The project to supply water to Birmingham was officially opened by King Edward VII and Queen Alexandra on 21 July 1904. As the first four dams provided enough drinking water to meet Birmingham's needs in the early 20th century, it was proposed not to proceed with the damming of the River Claerwen at Dol-y-mynach, Ciloerwynt and Pant-y-beddau until the 1930s.
However, that phase of construction was postponed due to the outbreak of the Second World War. It was not until 1946 that work began on damming the Claerwen. Plans to build the Dol-y-mynach, Ciloerwynt and Pant-y-beddau dams were dropped because of improvements in civil engineering and materials. Instead, work began on a single, much larger, concrete dam higher up the valley. As its designers wanted the Claerwen dam to visually match the earlier dams in the Elan Valley, Italian stonemasons were contracted to decorate the facade in a mock Victorian ashlar. Queen Elizabeth II officially opened Claerwen Reservoir in 1952 in one of her first engagements as monarch.
A scale model of the reservoir network, in the form of ornamental ponds, is located in Cannon Hill Park in Birmingham.

Dam Busters

In 1942, the Nant-y-Gro dam, which had been originally built to provide water for the navvies' village, was used by Barnes Wallis to prove his theory that an underwater explosion could create sufficient hydrostatic pressure to collapse a dam wall.
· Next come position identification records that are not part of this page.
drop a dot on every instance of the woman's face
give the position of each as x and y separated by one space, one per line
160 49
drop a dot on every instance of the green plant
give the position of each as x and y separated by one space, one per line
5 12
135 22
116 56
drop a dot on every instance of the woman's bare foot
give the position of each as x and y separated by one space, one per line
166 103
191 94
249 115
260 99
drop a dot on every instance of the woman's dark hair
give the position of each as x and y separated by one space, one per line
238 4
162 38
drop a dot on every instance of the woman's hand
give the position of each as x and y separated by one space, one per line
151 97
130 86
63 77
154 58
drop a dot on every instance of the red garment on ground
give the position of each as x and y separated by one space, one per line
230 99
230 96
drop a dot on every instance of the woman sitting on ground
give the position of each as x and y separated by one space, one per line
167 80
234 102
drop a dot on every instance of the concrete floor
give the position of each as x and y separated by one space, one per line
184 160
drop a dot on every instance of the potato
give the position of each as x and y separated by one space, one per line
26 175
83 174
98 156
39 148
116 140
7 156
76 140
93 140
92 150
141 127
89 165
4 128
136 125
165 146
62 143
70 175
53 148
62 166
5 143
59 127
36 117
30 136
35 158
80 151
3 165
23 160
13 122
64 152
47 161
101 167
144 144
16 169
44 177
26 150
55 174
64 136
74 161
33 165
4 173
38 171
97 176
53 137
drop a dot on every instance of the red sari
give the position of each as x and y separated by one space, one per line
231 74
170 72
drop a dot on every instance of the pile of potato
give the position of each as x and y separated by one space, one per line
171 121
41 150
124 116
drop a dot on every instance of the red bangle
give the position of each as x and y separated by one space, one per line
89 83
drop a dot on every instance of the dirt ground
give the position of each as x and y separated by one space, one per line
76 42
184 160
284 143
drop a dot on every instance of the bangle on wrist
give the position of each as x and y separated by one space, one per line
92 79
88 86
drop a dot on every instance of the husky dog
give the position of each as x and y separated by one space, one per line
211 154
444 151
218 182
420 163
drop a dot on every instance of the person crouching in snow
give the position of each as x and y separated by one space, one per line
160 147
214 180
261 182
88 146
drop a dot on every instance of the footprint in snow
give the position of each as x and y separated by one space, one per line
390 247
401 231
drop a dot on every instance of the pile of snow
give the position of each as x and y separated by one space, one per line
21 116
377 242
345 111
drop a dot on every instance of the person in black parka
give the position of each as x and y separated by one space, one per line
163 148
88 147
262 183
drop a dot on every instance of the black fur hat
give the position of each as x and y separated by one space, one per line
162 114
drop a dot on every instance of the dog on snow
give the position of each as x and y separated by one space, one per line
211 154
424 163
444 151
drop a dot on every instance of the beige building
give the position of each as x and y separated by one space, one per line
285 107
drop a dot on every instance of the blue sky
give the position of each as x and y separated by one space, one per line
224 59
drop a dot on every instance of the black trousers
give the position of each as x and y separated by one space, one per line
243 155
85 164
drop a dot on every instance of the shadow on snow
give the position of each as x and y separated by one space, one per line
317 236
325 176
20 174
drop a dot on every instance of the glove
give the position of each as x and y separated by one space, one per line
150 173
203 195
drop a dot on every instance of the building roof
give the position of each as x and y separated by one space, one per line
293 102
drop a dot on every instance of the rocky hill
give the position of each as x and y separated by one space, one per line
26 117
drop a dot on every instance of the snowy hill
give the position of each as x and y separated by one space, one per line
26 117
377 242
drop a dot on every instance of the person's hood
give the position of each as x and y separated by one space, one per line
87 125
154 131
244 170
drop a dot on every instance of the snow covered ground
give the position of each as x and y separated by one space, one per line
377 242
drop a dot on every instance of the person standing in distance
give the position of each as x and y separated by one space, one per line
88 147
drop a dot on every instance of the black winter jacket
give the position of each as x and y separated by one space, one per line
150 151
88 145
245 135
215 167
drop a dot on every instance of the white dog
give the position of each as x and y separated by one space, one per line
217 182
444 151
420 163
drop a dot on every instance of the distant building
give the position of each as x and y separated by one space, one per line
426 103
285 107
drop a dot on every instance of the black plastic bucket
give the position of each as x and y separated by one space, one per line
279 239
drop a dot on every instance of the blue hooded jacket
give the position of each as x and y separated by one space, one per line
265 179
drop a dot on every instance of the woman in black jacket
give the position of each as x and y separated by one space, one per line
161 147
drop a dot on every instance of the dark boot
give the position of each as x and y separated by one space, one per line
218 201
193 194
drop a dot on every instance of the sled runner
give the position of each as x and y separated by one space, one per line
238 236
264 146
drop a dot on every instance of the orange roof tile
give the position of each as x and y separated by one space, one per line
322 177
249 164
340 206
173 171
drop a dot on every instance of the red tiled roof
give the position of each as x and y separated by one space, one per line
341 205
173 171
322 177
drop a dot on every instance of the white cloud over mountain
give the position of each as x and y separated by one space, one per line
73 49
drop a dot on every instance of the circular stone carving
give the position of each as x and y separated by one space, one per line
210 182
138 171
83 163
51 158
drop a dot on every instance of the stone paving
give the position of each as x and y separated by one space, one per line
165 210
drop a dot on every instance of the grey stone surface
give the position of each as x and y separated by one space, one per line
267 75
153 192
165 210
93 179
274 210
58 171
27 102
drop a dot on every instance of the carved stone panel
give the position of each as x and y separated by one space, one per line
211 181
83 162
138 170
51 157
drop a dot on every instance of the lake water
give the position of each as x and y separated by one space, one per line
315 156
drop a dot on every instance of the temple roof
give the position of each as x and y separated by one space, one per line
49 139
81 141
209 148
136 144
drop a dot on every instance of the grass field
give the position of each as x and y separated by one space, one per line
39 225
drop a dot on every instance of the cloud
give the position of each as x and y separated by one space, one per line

The test proved successful as a significant breach in the middle of the dam wall was caused by a charge placed at its base.
The lessons learned at Nant-y-Gro green lit the development of the "Upkeep" bouncing bombs. They were used in the 1943 Dam Busters raid when RAF Bomber Command breached and damaged several dams in the Ruhr Valley, Germany.
The remains of the breached Nant-y-Gro dam are in much the same state as it was left in 1942, although partly obscured by trees.
After the Dam Busters raid, steel cables were strung across the valley above the Caban-coch reservoir as a precautionary measure against German reprisals.

Aborted expansion scheme

In the early 1970s it was proposed that the Craig-goch reservoir should be substantially increased in size with a new and higher downstream dam together with another dam to the north-west, impounding water that would otherwise have flowed down the Ystwyth valley. This scheme would have created a huge reservoir dwarfing all others in Mid Wales, and flooding miles of wild upland valleys. The proposals were eventually abandoned in the face of reducing projections for industrial water demand and an increasing awareness of the environmental issues that such an expansion might create.